6th June, University of Winchester
Last week I had the privilege of attending a lecture at the University of Winchester, given by Rowan Williams. I had no previous knowledge of the subject matter but I went just to hear him speak on his title ‘Ethics and Empathy.’ I wasn’t disappointed as it was a very interesting lecture, which was more ethical philosophy than theology, although the lecture naturally led towards a theological sequel. I found an audio recording from the University of Cambridge website, which appears to be exactly the same lecture, so if you would like to listen to it this is the link.
I will summarise it in three brief sections. I will just say here in a word of evaluation that I found it quite convincing, and on hearing this side of the conversation, I couldn’t object to very much of what Williams said.
Empathy is more popular than it used to be
Williams began by saying that the topic of empathy is in vogue, and lots of people are talking about it. He cited numerous examples of people claiming that empathy is essential to moral development, that to empathise well is in effect to be moral. Empathy cannot oppress another. If you feel another’s pain and suffering, or their need, then you will inevitably help that person, or act in a moral fashion.
He particularly interacted with ‘Zero Degrees of Empathy’ author Simon Baron-Cohen, who claims that ‘evil is empathy corrosion.’
Williams – ‘This is wrong’
Williams then went on to say that he disagrees with these statements for various different reasons.

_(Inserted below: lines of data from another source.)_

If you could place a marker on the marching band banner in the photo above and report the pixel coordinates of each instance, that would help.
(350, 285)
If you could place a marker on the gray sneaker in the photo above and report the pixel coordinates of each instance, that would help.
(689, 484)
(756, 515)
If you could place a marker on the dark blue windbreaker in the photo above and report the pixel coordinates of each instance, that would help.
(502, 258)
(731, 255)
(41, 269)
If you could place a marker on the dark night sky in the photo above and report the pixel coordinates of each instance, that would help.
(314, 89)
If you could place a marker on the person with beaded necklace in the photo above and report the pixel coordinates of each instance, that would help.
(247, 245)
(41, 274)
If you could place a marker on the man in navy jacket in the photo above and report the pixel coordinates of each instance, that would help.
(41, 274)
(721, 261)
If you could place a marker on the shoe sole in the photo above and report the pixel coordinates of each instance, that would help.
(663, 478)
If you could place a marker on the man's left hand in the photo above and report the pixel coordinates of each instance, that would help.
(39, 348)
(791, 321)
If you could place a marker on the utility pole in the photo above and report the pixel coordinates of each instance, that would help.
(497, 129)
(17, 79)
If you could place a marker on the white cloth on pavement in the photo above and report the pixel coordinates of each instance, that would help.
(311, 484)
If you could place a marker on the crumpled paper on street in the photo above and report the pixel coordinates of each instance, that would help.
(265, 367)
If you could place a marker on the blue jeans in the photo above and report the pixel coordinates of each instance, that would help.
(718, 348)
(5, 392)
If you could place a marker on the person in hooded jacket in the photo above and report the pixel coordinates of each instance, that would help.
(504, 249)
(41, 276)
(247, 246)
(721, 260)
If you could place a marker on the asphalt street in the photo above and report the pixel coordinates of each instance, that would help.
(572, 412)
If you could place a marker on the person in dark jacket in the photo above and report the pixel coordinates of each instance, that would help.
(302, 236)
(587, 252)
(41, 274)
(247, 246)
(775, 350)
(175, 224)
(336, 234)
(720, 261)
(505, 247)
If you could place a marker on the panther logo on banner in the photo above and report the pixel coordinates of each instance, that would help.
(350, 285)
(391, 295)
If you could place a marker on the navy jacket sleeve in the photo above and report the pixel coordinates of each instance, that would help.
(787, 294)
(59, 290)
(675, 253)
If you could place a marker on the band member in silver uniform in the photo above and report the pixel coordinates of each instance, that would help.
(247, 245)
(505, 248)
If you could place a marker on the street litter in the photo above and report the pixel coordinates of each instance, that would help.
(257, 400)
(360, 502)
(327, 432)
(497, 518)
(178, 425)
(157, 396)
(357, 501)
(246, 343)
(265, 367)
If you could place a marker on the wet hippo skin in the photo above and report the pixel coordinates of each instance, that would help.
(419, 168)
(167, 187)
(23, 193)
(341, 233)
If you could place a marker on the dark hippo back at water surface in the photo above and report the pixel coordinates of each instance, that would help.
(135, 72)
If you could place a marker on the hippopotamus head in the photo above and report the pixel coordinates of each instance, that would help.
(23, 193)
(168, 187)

The broad reason that he gave is that ethics is a linguistic and cultural phenomenon, encompassing power, politics, religious faith and so in. In short, ethics is much more than simply whether or not one is able to empathise, or, in response to Baron-Cohen, empathy erosion is not the whole story of evil. Consider issues concerning the distribution of power on a geopolitical level, for example, how will empathy help us with that?
Or think about the example of a Ugandan militia: the leader has two prisoners who are relatives, and he forces one to execute the other. In this case the militia leader is able to perpetrate greater evil precisely because he can empathise with the pain it will cause to the first prisoner to execute a family member. Empathy leads to more moral evil, not less.
Or The Grand Inquisitor from Dostoyevsky’s ‘The Brothers Karamazov’, who, precisely because he empathises with human beings’ sadness and grief at being free, will subjugate and enslave humanity. In the parable, the inquisitor is pictured as opposing a silent Christ-figure who, in contrast to the inquisitor, has come to bring freedom to mankind.
Finally, Williams introduced us to Edith Stein, who wrote her PhD dissertation on empathy, to help us understand empathy better. For Stein, empathy is not about being able to feel exactly what another person feels. On the contrary, it is about a human being recognising his or her situatedness. That is, I am one person, who inhabits a particular perspective, and I do not understand what it is like to be another – not fully anyway. He gave the example of Cybil Faulty saying, ‘Oh I know,’ in response to the problems of others. The humour comes in that fact that she didn’t know, and that she was being insensitive to the person to whom she was speaking.
He summarised her definition of empathy as, ‘A failure to understand the limits of my point of view, resulting in two sets of knowing: an enhanced awareness of that environment and an indirect sense of some of what it might be like to experience the environment from that standpoint.’ In other words, empathy is less ‘I know,’ and more ‘I don’t know, but I can try to imagine, and that might give me an idea of what it might be like.’
I see where he is coming from when he says this, but I always thought that empathy meant that, in simple terms, you know how something feels, and so you can sympathise in a more direct way with the person who is experiencing that thing. I can’t empathise with what it feels like to give birth, but I could sympathise if I was in the delivery room with someone who was. I could empathise if I had given birth, because then I would know what it feels like, but I don’t, so I can’t.
Maybe I’m wrong about that, and my thinking needs readjusting. What do you think?